The aov() function fits an additive model by least squares. If you
(conceptually) rearrange survival into a three-way array SURVIVAL,
indexed by treatments, poisons, and animals, then aov() is effectively
finding vectors T.effect and P.effect to solve a least-squares problem:
Decompose
SURVIVAL[treat,poison,k]
= constant
+ T.effect[treat] + P.effect[poison]
+ residual[treat,poison,k]
for
treat = A, B, C, D
poison = I, II, III
k = animals 1,2,3,4
so as to minimize sum(residual^2).

Of course you don't actually have to construct SURVIVAL
explicitly--Splus does it all for you.
The additive fit would be perfect if all residuals were zero.

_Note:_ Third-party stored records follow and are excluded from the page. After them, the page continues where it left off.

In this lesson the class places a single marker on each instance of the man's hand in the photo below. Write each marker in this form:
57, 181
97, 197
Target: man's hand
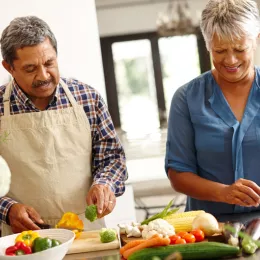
243, 192
103, 197
22, 217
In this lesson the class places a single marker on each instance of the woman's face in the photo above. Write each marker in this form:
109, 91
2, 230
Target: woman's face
233, 61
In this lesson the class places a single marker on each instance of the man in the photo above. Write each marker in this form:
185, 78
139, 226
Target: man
61, 138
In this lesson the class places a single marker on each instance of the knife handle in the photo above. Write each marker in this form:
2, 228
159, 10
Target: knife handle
43, 226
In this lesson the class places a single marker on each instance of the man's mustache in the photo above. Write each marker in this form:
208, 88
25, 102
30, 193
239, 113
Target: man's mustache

The fit
is considered reasonable if there are no "obvious patterns" in the residuals.

#### Problem 3

Find the attributes of the bc1 object. Try print(bc1),
print.default(bc1), plot(bc1).
If you have heard of analysis of variance, try anova(bc1). (If you
haven't heard of analysis of variance, we can explain it to you.)
What do you see?
How good is the fit?
#### Problem 3

Modify the fit by changing the model formula to
survival~poison*treatment

The new formula has the effect of replacing
T.effect[treat] + P.effect[poison] by a matrix
TandP.effect[treat,poison]. That is, it fits the model with
*interactions*.
How good is the fit this time?

#### Problem 4

Repeat the model fitting with survival replaced by 1/survival.
Look at what you get.
#### Homework Problem

Prepare an informal report **of at most three pages** that you
could use to explain to Dean Brodhead why one should not blindly fit
models without looking at diagnostics.